On June 27th–the day after we quit our jobs–we hit the road!
Our gap year began with a 3 week adventure up and down the California coast (including Big Sur, LA, and a vineyard in Napa). This first jaunt helped us tear ourselves away from work in New York (where we had entrenched ourselves so deeply) and develop our traveling rhythm for the year to come.
After a few days of car-camping throughout Sequoia National Park, Victor’s parents, Fred and Tisna, dropped us at the Mineral King Ranger Station at 8am to set out on a 5 day backpacking loop. Victor had spent weeks meticulously planning our route through the backcountry, considering elevation, mileage, views, weather, and dozens of online reviews from other hikers. At the ranger station, we met our first of several trail angels—people who provide essential wisdom or life-sustaining support in the backcountry. As we were picking up our backcountry permit and paying for our mandatory bear canisters (which prevent black bears from rummaging through scented gear and food), she asked: ‘Do you have an ice axe and crampons?’
‘No,” we replied…”Is there still snow?’ (It was mid-July, after all.) The ranger went on to inform us that they had had unprecedented snowfall that year, so all the mountain passes Victor had linked together to form our route were still covered in snow and ice fields. From the sound of it, technical climbing gear would be vital for us to continue with our plan. While the ranger may have seemed more like a trail devil to disappointed Victor, I was grateful for the warning and we reworked our route on the spot. The new route would keep us away from slipping down a ravine covered in ice, however it meant less time in the high country, 1 alpine lake instead of 3, a nasty, poorly-graded 3 mile descent, and then turning around to come back the way we came rather than looping consistently through new terrain. These are precisely the on-the-spot changes that remind us we are mere tourists in nature’s territory, and that getting to the Sierra high country is not just a walk in the park.
A couple hours into the trail, we encountered a tall, red-headed man who had gotten dehydrated and was struggling to make it out—trail angel #2. Knowing we had plenty of water and a reliable filtration method, we let him chug our liter of orange Gatorade. Once the hiker finished drinking, his face flushed with renewed energy. “You know about the river crossings?” he asked.
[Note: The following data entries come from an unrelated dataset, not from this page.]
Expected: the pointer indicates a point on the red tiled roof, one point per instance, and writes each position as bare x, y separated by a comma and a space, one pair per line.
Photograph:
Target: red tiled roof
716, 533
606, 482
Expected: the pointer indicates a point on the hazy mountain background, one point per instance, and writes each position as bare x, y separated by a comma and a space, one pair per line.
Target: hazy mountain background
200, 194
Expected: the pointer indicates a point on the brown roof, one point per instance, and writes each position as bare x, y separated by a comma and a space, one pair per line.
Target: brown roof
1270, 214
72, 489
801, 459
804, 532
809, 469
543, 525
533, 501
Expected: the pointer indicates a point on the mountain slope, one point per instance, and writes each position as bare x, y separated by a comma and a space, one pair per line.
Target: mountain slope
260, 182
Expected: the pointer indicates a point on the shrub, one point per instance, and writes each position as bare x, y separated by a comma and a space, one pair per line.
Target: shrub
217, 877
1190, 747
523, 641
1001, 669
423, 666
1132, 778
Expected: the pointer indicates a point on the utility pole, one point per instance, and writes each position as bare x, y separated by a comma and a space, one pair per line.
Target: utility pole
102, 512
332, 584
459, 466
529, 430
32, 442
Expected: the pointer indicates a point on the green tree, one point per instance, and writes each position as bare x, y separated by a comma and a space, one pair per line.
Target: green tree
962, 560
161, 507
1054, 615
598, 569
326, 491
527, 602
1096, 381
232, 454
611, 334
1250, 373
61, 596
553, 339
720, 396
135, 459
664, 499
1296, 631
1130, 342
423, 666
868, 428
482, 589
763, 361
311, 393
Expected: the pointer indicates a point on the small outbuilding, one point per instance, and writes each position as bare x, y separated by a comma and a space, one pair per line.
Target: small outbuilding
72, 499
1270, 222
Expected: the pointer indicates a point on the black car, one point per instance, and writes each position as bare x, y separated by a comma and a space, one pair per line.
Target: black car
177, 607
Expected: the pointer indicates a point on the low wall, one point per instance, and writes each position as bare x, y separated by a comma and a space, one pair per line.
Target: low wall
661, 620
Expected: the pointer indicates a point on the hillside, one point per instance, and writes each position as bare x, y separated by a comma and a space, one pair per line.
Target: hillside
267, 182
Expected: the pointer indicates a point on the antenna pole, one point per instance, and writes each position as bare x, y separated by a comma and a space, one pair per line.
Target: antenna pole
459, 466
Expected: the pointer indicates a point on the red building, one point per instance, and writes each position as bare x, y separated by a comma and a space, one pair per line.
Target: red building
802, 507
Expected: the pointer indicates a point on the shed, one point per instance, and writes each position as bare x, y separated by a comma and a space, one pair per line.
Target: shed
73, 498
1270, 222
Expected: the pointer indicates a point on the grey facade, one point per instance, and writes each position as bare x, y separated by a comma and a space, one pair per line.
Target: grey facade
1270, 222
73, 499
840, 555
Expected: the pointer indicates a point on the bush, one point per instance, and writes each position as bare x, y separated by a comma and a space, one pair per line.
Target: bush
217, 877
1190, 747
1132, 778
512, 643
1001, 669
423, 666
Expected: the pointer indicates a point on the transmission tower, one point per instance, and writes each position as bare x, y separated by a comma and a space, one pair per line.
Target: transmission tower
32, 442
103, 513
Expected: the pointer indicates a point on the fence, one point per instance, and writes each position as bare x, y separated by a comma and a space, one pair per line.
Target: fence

Apparently, because of the snowfall, the “creeks” on the map were actually rushing with white water. The appreciative hiker marked up our map with helpful information: “at Eagle Creek there’s a log you can shimmy across on…at Granite Creek, you can wade through if you bushwhack 200 yards upstream to where it’s narrow and you step carefully, but the water will still come up to your stomach.” We tucked each piece of wisdom away in our minds, and after making it across the 7 white water crossings on our 4-day route, we felt it had been a very fair trade!
As we continued along the trail, we exchanged knowledge of where and how to cross the raging rivers with every hiking party we encountered. Since there is no cell service and natural conditions are both ever-changing and vital to survival in the backcountry, word of mouth is the only means of communication we can depend on. An older couple (trail angels #3 and 4) told us they had lost their tent poles when crossing the top of a water fall, so we secured ours a little tighter. When a hiker who was on his way to summit Mt. Whitney lost his only water bottle on the same crossing, we got to double up on the Gatorade mitzvah and give him the empty bottle to use on the rest of his journey! In exchange, he gave us a cord we were missing to charge our UV water purifier (trail angel #5).
After four days in the back country, we realized that the custom of sharing trail wisdom is an essential component of the hiking community. Instead of ignoring the strangers you pass (like you do on the NYC subway), we greeted every hiker with, “where are you coming from? How are the conditions?” Every fellow hiker was treated with reverence—appreciation for how the wisdom from their journey might impact and intersect with our own. This camaraderie and interdependence with strangers really harkens back to a time when word of mouth information about conditions down the road was simply part of travel.
What would happen if we treated everyone we passed on the street the way we treat the angels on the trail? How much could we empathize with one another’s journeys? How would our journeys change by being and seeing the trail angels everywhere around us?